Retribuir o afecto na medida exacta do afecto
que nos dão
é uma defesa,
quando não sabíamos senão dar-nos todos,
e quase esquecemos saber como dar-nos.
Dou-me, sem clareza, contraditório,
com o mesmo coração que sempre tive,
e que venceu a prova de não se tornar
num cínico.
Dou-me, no ritmo certo do sossego
de quem não se furta, nem se oferece em sacrifício,
ao amor,
mas não suporta mais um certo lado da coisa,
chamemos-lhe a confusão,
um sentimento de abandono ou traição,
nas horas mais amargas,
uma estória estúpida que era escusada,
nas mais indiferentes.
Dou-me com um caminho meu a trilhar,
enquanto o trilho não me dou por inteiro,
pé ante pé escolho o percurso sobre as opções dos outros,
caibo ou não caibo?
e talvez um dia encontre um lugar,
que os lugares são as pessoas.
E qual é a minha escolha?
Começar do zero. Contigo, com tudo, com todos.
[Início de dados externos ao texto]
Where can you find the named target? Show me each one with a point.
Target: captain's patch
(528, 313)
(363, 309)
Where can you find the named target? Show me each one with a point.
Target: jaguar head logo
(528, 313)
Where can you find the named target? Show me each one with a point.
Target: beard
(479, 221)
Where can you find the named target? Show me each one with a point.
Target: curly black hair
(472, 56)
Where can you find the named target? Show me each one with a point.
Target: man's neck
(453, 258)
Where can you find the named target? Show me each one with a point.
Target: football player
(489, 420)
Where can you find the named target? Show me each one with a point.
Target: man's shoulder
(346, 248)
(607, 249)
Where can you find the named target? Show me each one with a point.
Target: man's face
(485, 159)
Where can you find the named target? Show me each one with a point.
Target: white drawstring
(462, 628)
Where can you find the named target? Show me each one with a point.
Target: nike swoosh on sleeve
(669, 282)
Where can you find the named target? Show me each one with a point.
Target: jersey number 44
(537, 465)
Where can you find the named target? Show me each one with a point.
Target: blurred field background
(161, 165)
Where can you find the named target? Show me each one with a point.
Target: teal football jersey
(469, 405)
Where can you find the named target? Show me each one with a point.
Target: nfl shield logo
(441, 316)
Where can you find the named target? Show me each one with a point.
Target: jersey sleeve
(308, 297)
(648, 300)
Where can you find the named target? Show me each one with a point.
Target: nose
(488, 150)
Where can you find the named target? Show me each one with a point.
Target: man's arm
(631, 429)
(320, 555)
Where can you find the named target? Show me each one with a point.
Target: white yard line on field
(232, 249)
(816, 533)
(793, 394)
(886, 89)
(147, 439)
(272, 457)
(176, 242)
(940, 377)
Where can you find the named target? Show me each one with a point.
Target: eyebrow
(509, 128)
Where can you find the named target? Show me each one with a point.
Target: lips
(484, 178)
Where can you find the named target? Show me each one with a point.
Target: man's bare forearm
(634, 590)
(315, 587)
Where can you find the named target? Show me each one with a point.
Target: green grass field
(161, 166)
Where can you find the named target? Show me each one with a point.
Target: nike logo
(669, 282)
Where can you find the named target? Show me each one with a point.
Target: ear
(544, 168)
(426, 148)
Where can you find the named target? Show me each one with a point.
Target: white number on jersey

Dar-me sem exigir nem clareza, nem coerência aos outros.
Nem sequer que estejam certos.
Ir vivendo com o que me dão e com o que não tenho.
Nunca me contentar com o que vivo, mas contentar-me com o que recebo.
Retribuir o afecto na medida do afecto expresso. Isso é cautela e tem um tempo.
Não tem de ser o teu afecto. Sossego.
Nem quero afecto.
Às vezes não te quero.
Além disso, sinto-me bem.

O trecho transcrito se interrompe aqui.